S’installer à Toulouse et faire des rencontres

Le 16 janvier 2019, j’ai posé mes bagages au café de la gare Matabiau. Directement extirpée de la nuit parisienne ballottée dans un train de nuit comme postillonnée par la gare d’Austerlitz, j’étais catapultée devant un café brûlant, l’oeil hagard, à Toulouse.

Je ne réalisais pas le changement de ville et de vie, j’étais dans la lune et par là je veux dire : la tête dans mes fesses.

Je découvrais mon nouvel appartement, moins propre que je pensais, plus froid qu’envisagée mais plus grand qu’imaginée.

Je me suis fixée comme objectif de rencontrer du monde, et par rencontrer du monde, je voulais dire des gens.

Ainsi en 3 semaines j’ai parlé à d’avantage de nouvelles têtes, qu’en 500 semaines à Paris.

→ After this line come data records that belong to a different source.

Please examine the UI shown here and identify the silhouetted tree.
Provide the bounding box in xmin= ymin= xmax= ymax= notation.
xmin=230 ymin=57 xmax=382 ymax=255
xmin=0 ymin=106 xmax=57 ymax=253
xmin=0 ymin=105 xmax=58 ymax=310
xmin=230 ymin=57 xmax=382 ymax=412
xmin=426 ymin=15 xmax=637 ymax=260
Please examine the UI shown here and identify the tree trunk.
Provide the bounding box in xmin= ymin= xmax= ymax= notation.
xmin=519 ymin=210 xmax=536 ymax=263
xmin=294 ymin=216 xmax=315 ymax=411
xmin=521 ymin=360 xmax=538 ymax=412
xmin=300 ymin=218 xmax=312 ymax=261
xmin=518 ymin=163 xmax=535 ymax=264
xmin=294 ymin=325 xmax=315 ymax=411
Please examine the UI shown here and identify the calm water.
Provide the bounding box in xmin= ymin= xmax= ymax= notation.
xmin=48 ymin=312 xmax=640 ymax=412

Je me suis inscrite sur Meet-up et Tinder (le compte-rendu Tinder fera l’objet d’un autre article, croyez-moi). Le tout, simplement pour échanger avec des gens.

J’ai donc participé à :

Des meet-up sur “le regain d’estime de soi” où les filles font de gros doigts d’honneur sur leur photos de profil.

Des meet-up sur “le capitalisme va t-il s’effondrer ?” réunissant des personnes tellement belles et intelligentes genre anciens acteurs/ mannequin/ boys band/ hôte d’accueil du salon de l’auto que je suis repassée par la case “regagner de l’estime de soi”.

Des rendez-vous Tinder sympas concerts-verres-rigolades-papotes-remettage-de-cheveux-derrière-les-oreilles où finalement le mec te supplie de rentrer chez lui, finir la nuit et pour m’appâter, m’offrira peut-être des snickers. What (?!). Désillusion.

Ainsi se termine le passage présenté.